Is Now a Good Time to Use a Hard Money Lender for Real Estate Investing?

The decision to use a hard money lender for real estate investing depends on your individual circumstances and goals. Hard money lending can be a good option if you need to secure funding quickly and have a property with significant equity, but it typically comes with higher interest rates and fees than traditional mortgages. It’s also important to consider the current real estate market conditions. It would be best to speak with a financial advisor or a real estate professional to determine if using a hard money lender is the right decision for you.

How Are Hard Money Loans Used in Real Estate Investments like House Flipping, Rehab, and Commercial Properties?

If you’re looking to invest in real estate but don’t have the cash to do it, you may want to consider a hard money loan. Hard money loans are short-term loans that are typically secured by real estate. They are often used by investors to purchase and renovate properties for resale or rental.

Hard money loans are typically more expensive than traditional loans, but they are also much faster in terms of approval and funding. Because they are secured by real estate, they are considered less risky and can be approved more quickly without the need for a lengthy loan approval process.

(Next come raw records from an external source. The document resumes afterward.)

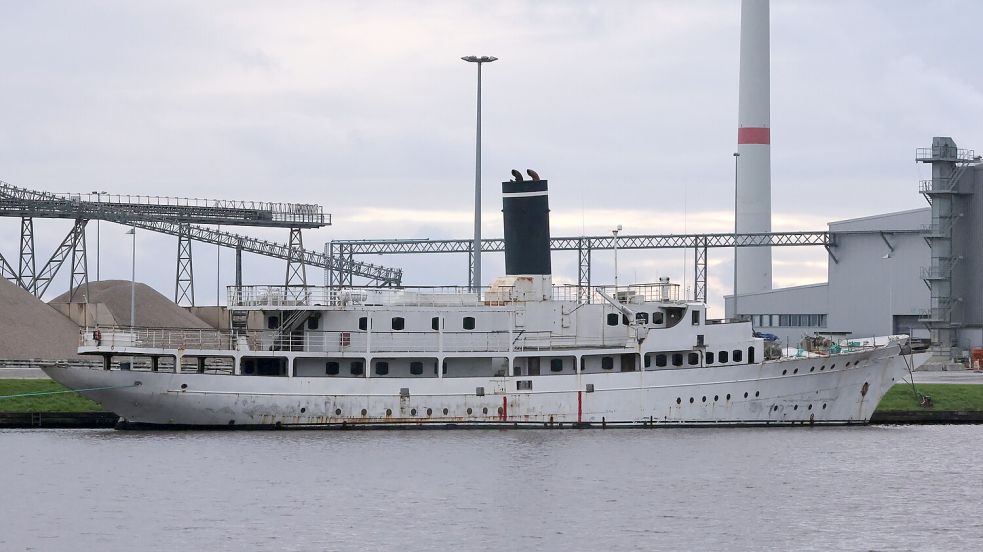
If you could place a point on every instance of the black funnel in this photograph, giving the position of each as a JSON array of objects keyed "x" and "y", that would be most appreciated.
[{"x": 526, "y": 213}]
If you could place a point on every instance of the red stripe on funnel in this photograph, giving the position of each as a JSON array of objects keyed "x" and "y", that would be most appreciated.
[{"x": 754, "y": 135}]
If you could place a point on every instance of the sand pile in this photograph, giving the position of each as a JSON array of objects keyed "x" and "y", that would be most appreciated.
[
  {"x": 30, "y": 329},
  {"x": 153, "y": 309}
]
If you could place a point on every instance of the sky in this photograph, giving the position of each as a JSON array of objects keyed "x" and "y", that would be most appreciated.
[{"x": 628, "y": 108}]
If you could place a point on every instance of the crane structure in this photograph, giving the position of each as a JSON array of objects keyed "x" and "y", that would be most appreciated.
[
  {"x": 180, "y": 217},
  {"x": 584, "y": 245}
]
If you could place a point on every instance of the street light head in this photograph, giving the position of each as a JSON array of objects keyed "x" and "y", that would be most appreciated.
[{"x": 479, "y": 59}]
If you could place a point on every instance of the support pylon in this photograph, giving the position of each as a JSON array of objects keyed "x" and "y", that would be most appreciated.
[
  {"x": 296, "y": 269},
  {"x": 80, "y": 272},
  {"x": 27, "y": 269},
  {"x": 184, "y": 286}
]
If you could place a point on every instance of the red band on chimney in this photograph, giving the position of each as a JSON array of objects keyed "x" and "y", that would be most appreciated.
[{"x": 754, "y": 135}]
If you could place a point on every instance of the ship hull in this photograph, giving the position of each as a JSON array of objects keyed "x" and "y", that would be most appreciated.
[{"x": 840, "y": 389}]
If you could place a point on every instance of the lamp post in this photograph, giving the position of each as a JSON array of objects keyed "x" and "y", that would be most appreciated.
[
  {"x": 736, "y": 157},
  {"x": 615, "y": 233},
  {"x": 133, "y": 278},
  {"x": 99, "y": 198},
  {"x": 476, "y": 250}
]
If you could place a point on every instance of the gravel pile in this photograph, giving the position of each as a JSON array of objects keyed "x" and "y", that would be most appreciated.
[
  {"x": 30, "y": 329},
  {"x": 153, "y": 309}
]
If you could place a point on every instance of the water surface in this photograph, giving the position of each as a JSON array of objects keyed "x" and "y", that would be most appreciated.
[{"x": 862, "y": 488}]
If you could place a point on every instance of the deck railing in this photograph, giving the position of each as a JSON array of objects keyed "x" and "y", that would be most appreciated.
[
  {"x": 344, "y": 342},
  {"x": 292, "y": 297}
]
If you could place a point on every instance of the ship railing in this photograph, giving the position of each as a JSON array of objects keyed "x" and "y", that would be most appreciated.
[
  {"x": 278, "y": 297},
  {"x": 340, "y": 342}
]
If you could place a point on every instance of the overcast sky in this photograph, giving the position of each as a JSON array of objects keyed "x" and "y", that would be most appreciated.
[{"x": 628, "y": 108}]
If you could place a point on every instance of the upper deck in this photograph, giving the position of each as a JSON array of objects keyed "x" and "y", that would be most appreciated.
[{"x": 273, "y": 297}]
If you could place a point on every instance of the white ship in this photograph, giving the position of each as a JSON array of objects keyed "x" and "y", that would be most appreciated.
[{"x": 521, "y": 353}]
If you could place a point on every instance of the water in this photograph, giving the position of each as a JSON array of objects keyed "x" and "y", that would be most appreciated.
[{"x": 871, "y": 488}]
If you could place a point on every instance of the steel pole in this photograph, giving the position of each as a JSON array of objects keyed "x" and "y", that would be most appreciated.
[
  {"x": 736, "y": 157},
  {"x": 476, "y": 282},
  {"x": 133, "y": 280}
]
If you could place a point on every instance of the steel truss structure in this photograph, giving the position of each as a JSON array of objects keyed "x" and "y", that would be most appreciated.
[
  {"x": 179, "y": 217},
  {"x": 585, "y": 246}
]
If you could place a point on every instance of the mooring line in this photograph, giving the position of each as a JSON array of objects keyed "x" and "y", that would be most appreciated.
[{"x": 38, "y": 394}]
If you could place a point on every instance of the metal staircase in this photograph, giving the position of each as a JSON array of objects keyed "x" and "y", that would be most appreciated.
[{"x": 942, "y": 192}]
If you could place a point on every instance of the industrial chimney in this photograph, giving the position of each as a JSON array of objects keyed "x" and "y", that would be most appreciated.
[{"x": 753, "y": 207}]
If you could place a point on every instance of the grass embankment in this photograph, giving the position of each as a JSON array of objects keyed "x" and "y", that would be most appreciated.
[
  {"x": 945, "y": 397},
  {"x": 65, "y": 402},
  {"x": 901, "y": 398}
]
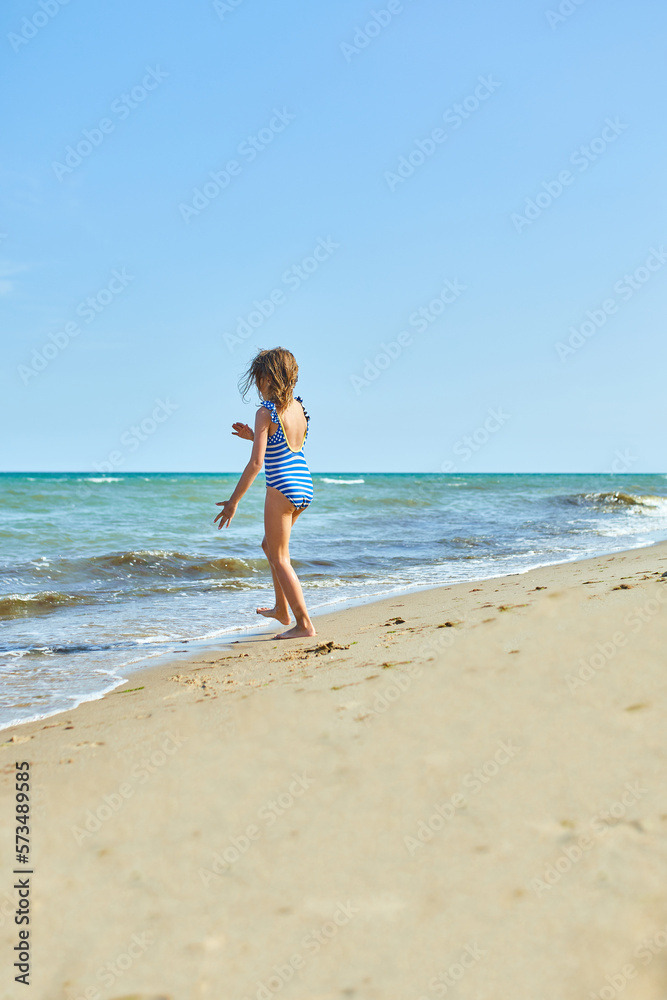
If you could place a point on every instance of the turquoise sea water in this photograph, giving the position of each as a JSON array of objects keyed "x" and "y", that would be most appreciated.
[{"x": 100, "y": 573}]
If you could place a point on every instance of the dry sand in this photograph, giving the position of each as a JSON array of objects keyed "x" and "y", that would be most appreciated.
[{"x": 469, "y": 802}]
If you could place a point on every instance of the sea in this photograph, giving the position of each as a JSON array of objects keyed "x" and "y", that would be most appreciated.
[{"x": 101, "y": 575}]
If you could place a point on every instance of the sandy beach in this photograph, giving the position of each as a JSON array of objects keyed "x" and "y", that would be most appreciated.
[{"x": 454, "y": 792}]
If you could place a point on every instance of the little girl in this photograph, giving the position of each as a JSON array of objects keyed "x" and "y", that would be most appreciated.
[{"x": 281, "y": 429}]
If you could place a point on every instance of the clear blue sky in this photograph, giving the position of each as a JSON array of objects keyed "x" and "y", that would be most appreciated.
[{"x": 315, "y": 116}]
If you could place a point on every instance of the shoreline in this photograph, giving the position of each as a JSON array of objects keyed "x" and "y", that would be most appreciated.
[
  {"x": 218, "y": 644},
  {"x": 478, "y": 765}
]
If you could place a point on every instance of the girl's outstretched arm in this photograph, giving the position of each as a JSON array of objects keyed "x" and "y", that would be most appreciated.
[{"x": 251, "y": 471}]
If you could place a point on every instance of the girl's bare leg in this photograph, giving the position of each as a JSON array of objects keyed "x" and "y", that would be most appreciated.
[
  {"x": 279, "y": 516},
  {"x": 280, "y": 610}
]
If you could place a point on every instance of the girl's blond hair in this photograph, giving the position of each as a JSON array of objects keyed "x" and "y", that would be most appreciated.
[{"x": 280, "y": 369}]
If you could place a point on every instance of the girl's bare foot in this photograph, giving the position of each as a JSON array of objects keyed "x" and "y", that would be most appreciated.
[
  {"x": 298, "y": 632},
  {"x": 282, "y": 616}
]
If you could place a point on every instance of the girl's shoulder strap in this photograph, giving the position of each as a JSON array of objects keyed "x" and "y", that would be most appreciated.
[
  {"x": 305, "y": 413},
  {"x": 271, "y": 407}
]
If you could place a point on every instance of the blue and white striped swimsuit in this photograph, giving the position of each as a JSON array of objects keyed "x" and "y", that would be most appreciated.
[{"x": 287, "y": 470}]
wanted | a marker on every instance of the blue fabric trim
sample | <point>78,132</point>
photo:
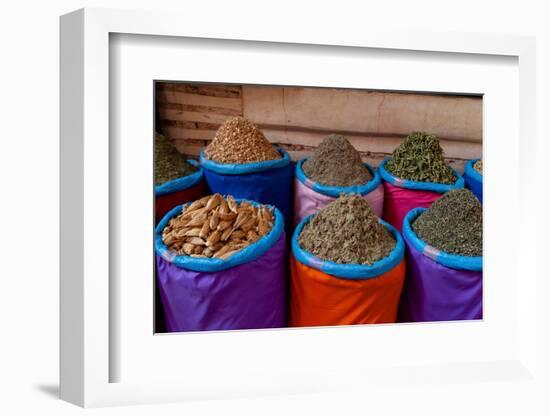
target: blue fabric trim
<point>179,184</point>
<point>199,264</point>
<point>335,191</point>
<point>349,271</point>
<point>420,186</point>
<point>471,172</point>
<point>454,261</point>
<point>244,168</point>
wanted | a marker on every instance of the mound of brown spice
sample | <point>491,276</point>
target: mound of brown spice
<point>335,162</point>
<point>169,163</point>
<point>347,231</point>
<point>453,224</point>
<point>238,140</point>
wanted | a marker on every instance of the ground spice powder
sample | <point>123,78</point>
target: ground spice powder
<point>453,224</point>
<point>420,158</point>
<point>347,231</point>
<point>335,162</point>
<point>169,163</point>
<point>238,140</point>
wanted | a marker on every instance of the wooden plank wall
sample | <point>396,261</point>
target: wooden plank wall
<point>298,118</point>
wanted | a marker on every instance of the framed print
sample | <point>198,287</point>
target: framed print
<point>218,281</point>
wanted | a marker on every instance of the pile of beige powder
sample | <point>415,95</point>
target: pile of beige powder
<point>238,140</point>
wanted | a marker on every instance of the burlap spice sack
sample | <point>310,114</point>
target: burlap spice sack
<point>444,260</point>
<point>241,162</point>
<point>334,168</point>
<point>415,176</point>
<point>347,267</point>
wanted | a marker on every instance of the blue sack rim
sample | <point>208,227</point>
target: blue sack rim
<point>244,168</point>
<point>335,191</point>
<point>471,172</point>
<point>179,184</point>
<point>453,261</point>
<point>199,264</point>
<point>349,271</point>
<point>420,186</point>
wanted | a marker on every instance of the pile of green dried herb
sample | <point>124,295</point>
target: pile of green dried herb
<point>169,163</point>
<point>420,158</point>
<point>347,231</point>
<point>453,224</point>
<point>335,162</point>
<point>478,166</point>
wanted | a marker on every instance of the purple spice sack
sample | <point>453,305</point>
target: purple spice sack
<point>434,291</point>
<point>252,295</point>
<point>246,291</point>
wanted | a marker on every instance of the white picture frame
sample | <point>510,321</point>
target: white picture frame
<point>87,309</point>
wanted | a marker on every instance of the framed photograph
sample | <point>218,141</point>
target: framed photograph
<point>285,213</point>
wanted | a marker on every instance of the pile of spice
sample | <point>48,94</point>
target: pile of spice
<point>335,162</point>
<point>238,140</point>
<point>217,227</point>
<point>478,165</point>
<point>453,224</point>
<point>347,231</point>
<point>169,163</point>
<point>420,158</point>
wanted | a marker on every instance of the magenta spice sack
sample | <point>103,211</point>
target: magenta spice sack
<point>248,290</point>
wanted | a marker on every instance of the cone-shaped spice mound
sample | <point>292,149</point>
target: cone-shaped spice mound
<point>335,162</point>
<point>453,224</point>
<point>420,158</point>
<point>169,163</point>
<point>238,140</point>
<point>347,231</point>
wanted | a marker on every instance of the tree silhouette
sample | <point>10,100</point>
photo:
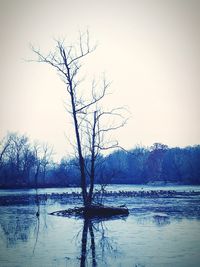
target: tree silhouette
<point>84,107</point>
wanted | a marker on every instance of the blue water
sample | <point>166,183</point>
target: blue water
<point>157,233</point>
<point>123,187</point>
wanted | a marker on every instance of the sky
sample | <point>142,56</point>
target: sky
<point>149,50</point>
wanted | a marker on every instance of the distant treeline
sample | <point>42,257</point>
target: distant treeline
<point>23,164</point>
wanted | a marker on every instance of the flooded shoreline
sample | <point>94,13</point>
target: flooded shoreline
<point>161,230</point>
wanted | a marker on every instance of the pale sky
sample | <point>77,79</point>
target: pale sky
<point>150,50</point>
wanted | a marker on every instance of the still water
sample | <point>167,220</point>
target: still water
<point>158,232</point>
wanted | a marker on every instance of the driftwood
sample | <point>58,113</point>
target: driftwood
<point>93,211</point>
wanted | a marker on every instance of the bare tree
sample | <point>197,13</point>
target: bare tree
<point>85,108</point>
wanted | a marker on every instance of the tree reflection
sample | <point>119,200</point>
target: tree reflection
<point>89,244</point>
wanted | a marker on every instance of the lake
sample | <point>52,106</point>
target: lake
<point>158,232</point>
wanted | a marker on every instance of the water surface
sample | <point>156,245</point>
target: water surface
<point>158,232</point>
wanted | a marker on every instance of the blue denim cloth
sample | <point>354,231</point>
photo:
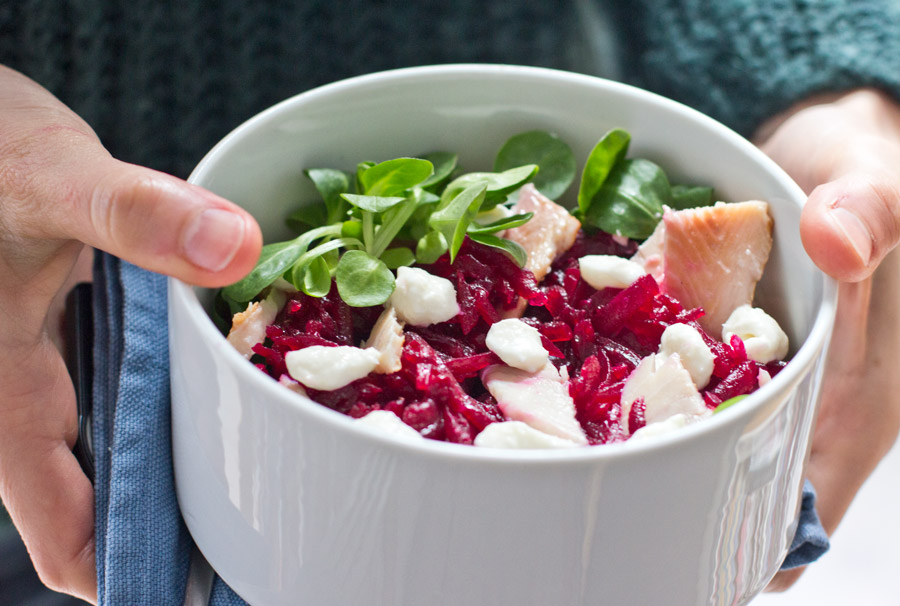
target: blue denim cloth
<point>143,547</point>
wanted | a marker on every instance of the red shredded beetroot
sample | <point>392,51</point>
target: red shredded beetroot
<point>598,336</point>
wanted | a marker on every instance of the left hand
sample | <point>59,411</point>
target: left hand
<point>844,151</point>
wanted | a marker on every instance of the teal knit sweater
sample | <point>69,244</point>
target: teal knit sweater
<point>160,82</point>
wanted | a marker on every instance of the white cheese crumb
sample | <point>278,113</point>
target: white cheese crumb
<point>665,386</point>
<point>329,368</point>
<point>517,344</point>
<point>387,338</point>
<point>762,336</point>
<point>248,327</point>
<point>389,423</point>
<point>604,271</point>
<point>292,385</point>
<point>421,298</point>
<point>695,356</point>
<point>516,434</point>
<point>539,399</point>
<point>673,423</point>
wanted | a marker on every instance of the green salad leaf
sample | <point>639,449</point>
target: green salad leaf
<point>411,210</point>
<point>363,280</point>
<point>453,216</point>
<point>630,200</point>
<point>606,154</point>
<point>551,154</point>
<point>393,177</point>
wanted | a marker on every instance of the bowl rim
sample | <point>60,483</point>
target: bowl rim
<point>182,295</point>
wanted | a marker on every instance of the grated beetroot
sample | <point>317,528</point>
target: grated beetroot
<point>598,337</point>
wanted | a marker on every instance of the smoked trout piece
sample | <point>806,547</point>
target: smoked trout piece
<point>711,257</point>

Hard money loans for an investment property can be used in a variety of different ways , such as house flipping, rehabbing, and commercial properties. For house flipping, hard money loans are often used to purchase and renovate properties for resale. The investor will typically use the loan to purchase the property and then put the proceeds from the sale towards paying off the loan.

Rehabbing is another popular use of hard money loans. Investors will use the loan to purchase a distressed property and make repairs and renovations to increase its value. Once the repairs are complete, the investor can either sell the property for a profit or rent it out for additional income.

What is the Average Hard Money Loan Interest Rate?

The average hard money loan interest rate  is typically between 8-15%, depending on the loan amount and lender. This is higher than a traditional bank loan which typically has interest rates between 4-7%. The higher interest rate is due to the higher risk associated with Hard Money loans. These loans are typically short-term and involve more collateral, so the lender is taking on more risk and therefore demanding a higher return.

How Can You Get A Great Interest Rate on Hard Money Loans?

Many borrowers can find hard money loans an attractive alternative to traditional financing. They often come with higher interest rates than traditional financing, but there are some steps you can take to get a better rate. 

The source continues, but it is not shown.